There has been a considerable distance covered in the past 48 hrs and we’ve had a few new experiences along the way.
We took our first Uber taxi outside of the UK; I was unsure how it would work as I don’t have an Indian data sim- however, if you book your cab whilst on Wi-Fi you will be OK. There turned out to be several advantages to using Uber- firstly, it eliminates issues with the driver not knowing where to go because they have a sat-nav destination pre-programmed in from your booking. Using Uber also ensures that you don’t get overcharged, as the Uber rate is final. The fact that you get emailed a map of your route afterwards also helps to see if you’ve been taken the ‘scenic’ route or not. If this is the case then Uber is likely to refund your trip (or give you Uber credit) if you complain. Furthermore, Uber now allows you to book a ride up to 30 days in advance, which could come in very useful for airport transfer journeys.
For those who are wondering about safety issues with Uber, well…how safe is a rickshaw? There are no doors, no seatbelts and no one knows who the driver is. So, I wouldn’t dismiss Uber straight away.
Our first Indian Uber took us to our first and only Indian train. We chose to take the train to tick a box on our bucket list, rather than for comfort. We opted for the 2AC carriage, the highest class offered on our particular route from Kochi to Trivandrum. There is a plethora of classes on Indian trains, but tourists generally are discouraged from travelling in the second or sleeper class carriages (confusingly, neither of these is same as 2AC with beds!). The 2AC carriage offered beds with curtains and it felt quite safe; there were a few uniformed guards visible.
Oh, I forgot to mention – this train was an overnight train…which got us into Trivandrum in the very early hours of the morning. It is also worth noting that many train stations have AC lounges with free Wi-Fi for about 20 INR an hour – worth it, in the unbearable heat and humidity of South India! Unfortunately, we didn’t see this until it was too near to our train arriving to bother with.

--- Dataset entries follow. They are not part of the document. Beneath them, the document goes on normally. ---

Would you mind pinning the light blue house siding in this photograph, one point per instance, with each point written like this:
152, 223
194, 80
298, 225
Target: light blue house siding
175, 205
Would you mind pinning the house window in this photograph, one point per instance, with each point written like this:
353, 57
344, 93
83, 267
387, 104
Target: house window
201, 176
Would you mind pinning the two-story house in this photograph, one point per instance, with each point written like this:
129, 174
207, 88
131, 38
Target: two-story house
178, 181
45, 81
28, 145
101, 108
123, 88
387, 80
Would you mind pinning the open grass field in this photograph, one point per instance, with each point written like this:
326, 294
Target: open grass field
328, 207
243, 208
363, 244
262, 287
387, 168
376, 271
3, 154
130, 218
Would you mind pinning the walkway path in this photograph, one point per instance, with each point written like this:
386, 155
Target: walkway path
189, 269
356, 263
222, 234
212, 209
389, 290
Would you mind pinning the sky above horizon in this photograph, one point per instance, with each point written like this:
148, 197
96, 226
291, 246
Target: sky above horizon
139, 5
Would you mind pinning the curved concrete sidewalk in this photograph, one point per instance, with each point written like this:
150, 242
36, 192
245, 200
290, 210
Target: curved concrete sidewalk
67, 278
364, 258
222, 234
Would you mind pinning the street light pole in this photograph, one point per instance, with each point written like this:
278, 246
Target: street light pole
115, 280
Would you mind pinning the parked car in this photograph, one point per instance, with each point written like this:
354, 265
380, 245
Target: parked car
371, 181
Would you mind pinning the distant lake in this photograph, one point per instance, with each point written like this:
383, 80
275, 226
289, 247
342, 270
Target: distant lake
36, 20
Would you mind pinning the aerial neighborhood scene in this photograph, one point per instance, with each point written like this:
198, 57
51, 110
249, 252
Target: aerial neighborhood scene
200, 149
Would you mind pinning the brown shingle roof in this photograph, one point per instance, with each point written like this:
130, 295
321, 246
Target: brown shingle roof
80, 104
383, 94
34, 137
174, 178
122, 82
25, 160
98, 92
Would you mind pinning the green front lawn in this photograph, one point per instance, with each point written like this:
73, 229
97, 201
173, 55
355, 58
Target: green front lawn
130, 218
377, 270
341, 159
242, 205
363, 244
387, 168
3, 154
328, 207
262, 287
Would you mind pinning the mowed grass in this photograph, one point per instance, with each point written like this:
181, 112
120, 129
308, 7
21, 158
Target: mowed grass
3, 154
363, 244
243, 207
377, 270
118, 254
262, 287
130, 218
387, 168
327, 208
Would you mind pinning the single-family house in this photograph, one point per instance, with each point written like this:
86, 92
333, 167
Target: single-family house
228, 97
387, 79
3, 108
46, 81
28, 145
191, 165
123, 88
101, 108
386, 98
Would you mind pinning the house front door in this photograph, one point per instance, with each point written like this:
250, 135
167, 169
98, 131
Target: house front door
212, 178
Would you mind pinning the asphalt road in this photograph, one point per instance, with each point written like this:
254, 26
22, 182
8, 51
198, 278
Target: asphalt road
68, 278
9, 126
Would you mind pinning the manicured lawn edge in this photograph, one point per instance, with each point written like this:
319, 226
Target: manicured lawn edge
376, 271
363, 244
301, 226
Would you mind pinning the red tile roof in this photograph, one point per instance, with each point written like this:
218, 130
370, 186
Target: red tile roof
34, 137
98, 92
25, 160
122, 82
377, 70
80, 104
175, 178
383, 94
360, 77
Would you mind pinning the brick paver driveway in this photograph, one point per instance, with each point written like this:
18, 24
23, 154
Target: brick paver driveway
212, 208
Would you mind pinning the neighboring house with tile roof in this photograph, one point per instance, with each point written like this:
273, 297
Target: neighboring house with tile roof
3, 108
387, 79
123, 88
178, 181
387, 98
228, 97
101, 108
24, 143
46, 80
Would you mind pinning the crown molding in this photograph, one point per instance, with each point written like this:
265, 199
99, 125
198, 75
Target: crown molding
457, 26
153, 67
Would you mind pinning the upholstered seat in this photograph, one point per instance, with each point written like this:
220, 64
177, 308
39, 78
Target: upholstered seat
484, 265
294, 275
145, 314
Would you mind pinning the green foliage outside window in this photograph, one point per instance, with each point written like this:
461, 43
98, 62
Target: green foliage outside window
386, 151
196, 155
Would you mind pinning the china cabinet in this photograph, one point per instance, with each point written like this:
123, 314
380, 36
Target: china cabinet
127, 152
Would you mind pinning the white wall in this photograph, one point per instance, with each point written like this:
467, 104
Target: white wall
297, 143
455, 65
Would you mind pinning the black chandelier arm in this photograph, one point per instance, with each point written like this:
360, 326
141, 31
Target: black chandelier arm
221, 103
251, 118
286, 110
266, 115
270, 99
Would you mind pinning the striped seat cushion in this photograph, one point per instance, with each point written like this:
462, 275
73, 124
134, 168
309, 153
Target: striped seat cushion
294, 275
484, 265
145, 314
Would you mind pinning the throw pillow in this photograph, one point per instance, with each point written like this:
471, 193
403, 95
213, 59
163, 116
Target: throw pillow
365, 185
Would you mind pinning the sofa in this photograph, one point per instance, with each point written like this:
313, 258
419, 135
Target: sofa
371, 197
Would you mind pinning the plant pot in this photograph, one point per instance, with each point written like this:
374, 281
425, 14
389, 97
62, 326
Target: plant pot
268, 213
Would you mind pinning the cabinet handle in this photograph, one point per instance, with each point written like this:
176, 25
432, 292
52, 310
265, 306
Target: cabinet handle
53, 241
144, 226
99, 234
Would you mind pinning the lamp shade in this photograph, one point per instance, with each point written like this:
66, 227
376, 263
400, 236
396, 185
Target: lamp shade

Upon arriving bleary-eyed in Trivandrum, we were accosted by many taxi/rickshaw drivers, however if you’ve been following our travels thus far you’ll see that we prefer to go for the official pre-paid services. The counter was manned by a police official and cost 2 INR for the service and 45 INR for the journey –we felt safe and happy, especially compared to taking a ride with one of the heckling taxi drivers who had been trying to charge us 300 INR for the same trip!
Time spent in Trivandrum was mainly given over to eating to eating; we visited a ‘coffee house’ which only sold two types of coffee: hot, or cold and so sickly sweet even Lorna couldn’t finish it. However, this coffee house did offer some excellent food in a very interesting building! The whole restaurant spirals around a central column; we thought that there must have been a former industrial use for this building - but it seems it was just the whim of the architect who built it. We both ate handsomely for 250 INR (less than the cost of a coffee in the UK!).
We then pottered around and recovered slightly from our sleepless night train and had a video call with our friend Lucy (we know you’re reading!). Alas…by then it was time for dinner. We have found that TripAdvisor has been very good in India for recommending local restaurants, especially if you find one with lots of good reviews from the locals, as I feel that they are a little more discerning than the tourists when it comes to local cuisine.
On the way back from dinner, we found perhaps the most helpful rickshaw driver in all of India; he was unsure of where our hotel was, so rather than following the usual practice of saying 'yes, yes, yes' and then driving around aimlessly, he asked for the hotel phone number, called them and figured out where it was, then delivered us there in record time. We considered it proper that he was rewarded generously for his lateral thinking!
That is us up to date, we hope that you’ve enjoyed our Indian tale as much as we have!